I am VERY anxious and having morbid thoughts. I keep thinking "this could be the last movie I will ever see.... book I will read..... beach I visit..." and so on. Did anyone else do this?

How did you all stay calm and positive on the way to the hospital. Obviously the alternative to fixing the leak is not acceptable either! I am really scared.:frown2:
 
Recently diagnosed at 42 years old with MVP with severe regurgitation. I thought I was just getting older, and slowing down naturally. Shortness of breath and fatigue is horrible. Scheduled for an attempted repair or replacement at Mayo in Jacksonville, April 28th.

I am VERY anxious and having morbid thoughts. I keep thinking "this could be the last movie I will ever see.... book I will read..... beach I visit..." and so on. Did anyone else do this?
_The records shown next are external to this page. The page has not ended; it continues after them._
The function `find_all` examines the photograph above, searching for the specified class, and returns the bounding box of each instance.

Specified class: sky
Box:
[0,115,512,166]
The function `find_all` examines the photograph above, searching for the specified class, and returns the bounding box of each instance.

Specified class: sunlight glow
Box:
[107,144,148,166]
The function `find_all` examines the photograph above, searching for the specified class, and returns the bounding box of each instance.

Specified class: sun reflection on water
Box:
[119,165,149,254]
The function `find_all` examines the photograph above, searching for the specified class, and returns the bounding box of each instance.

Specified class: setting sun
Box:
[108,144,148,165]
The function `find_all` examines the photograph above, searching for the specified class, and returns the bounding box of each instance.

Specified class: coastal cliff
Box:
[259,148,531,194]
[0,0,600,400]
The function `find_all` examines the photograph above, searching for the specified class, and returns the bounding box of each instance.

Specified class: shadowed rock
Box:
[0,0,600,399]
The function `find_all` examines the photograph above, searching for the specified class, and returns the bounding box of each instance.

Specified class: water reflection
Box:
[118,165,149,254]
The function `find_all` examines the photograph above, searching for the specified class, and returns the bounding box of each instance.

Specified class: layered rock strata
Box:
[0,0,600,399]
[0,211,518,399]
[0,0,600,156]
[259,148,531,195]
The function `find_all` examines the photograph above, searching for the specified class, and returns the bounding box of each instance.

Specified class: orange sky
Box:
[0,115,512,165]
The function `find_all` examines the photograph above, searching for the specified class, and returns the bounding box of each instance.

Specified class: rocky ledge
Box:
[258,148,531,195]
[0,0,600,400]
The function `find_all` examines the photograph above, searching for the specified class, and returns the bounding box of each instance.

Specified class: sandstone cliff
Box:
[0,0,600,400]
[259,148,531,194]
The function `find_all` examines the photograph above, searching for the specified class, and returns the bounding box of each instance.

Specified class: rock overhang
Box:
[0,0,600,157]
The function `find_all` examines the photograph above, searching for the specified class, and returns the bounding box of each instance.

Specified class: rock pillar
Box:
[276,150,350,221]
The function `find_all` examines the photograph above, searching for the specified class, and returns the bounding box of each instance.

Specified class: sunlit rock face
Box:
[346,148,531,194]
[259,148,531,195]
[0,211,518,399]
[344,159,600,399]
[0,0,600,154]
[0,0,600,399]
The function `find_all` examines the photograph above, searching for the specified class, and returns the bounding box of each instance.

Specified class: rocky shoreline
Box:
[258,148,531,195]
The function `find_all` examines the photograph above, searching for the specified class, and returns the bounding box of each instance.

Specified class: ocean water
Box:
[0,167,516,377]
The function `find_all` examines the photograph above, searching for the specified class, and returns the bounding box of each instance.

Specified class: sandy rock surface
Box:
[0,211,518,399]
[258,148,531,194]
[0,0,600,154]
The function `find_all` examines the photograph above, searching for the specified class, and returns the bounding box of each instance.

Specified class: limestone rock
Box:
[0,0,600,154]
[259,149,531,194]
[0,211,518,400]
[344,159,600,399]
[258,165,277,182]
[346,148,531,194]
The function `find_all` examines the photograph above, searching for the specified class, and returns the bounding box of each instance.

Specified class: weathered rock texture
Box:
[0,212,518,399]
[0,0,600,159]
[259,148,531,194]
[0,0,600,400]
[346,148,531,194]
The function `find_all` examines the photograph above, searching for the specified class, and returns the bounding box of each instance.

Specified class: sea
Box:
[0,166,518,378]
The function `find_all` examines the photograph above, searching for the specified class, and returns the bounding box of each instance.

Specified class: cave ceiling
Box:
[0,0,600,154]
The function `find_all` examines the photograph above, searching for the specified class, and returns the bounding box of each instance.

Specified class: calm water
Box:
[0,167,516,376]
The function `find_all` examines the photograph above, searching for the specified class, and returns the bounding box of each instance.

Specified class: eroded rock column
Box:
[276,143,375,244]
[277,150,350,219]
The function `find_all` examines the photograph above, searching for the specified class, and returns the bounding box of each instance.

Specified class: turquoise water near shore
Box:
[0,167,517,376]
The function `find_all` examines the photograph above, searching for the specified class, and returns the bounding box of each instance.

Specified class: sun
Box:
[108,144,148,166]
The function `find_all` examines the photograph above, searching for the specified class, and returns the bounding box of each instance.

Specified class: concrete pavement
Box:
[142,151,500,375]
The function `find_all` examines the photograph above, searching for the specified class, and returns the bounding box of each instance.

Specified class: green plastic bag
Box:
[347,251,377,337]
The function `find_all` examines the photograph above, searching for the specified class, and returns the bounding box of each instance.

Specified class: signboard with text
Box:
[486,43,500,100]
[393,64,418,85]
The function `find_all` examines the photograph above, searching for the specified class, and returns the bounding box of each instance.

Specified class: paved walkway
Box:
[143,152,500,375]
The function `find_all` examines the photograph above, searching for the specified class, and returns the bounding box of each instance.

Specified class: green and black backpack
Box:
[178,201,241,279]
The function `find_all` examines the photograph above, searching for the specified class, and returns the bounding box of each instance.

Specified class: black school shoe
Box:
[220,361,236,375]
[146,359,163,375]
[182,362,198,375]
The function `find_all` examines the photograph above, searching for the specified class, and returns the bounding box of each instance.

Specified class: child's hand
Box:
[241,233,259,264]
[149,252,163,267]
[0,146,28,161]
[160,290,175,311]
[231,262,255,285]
How did you all stay calm and positive on the way to the hospital. Obviously the alternative to fixing the leak is not acceptable either! I am really scared.:frown2:

a67emmamom, a heart felt WELCOME to our OHS family I am adding you to the VR calendar and YES THE WAITING IS THE WORST PART, there is a wealth of knowledge here for the future .....


-Bob/tobagotwo has up dated a list of acronyms and short forms http://www.valvereplacement.org/forums/attachment.php?attachmentid=8494&d=1276042314

-what to ask pre surgery http://www.valvereplacement.org/for...68-Pre-surgery-consultation-list-of-questions

-what to take with you to the hospital http://www.valvereplacement.org/forums/showthread.php?13283-what-to-take-to-the-hospital-a-checklist

-Preparing the house for post surgical patients http://www.valvereplacement.org/for...Getting-Comfortable-Around-the-House&p=218802

These are from various forum stickies and there is plenty more to read as well


And Lynw recently added this PDF on what to expect post op
http://www.sts.org/documents/pdf/whattoexpect.pdf
 
Recently diagnosed at 42 years old with MVP with severe regurgitation. I thought I was just getting older, and slowing down naturally. Shortness of breath and fatigue is horrible. Scheduled for an attempted repair or replacement at Mayo in Jacksonville, April 28th.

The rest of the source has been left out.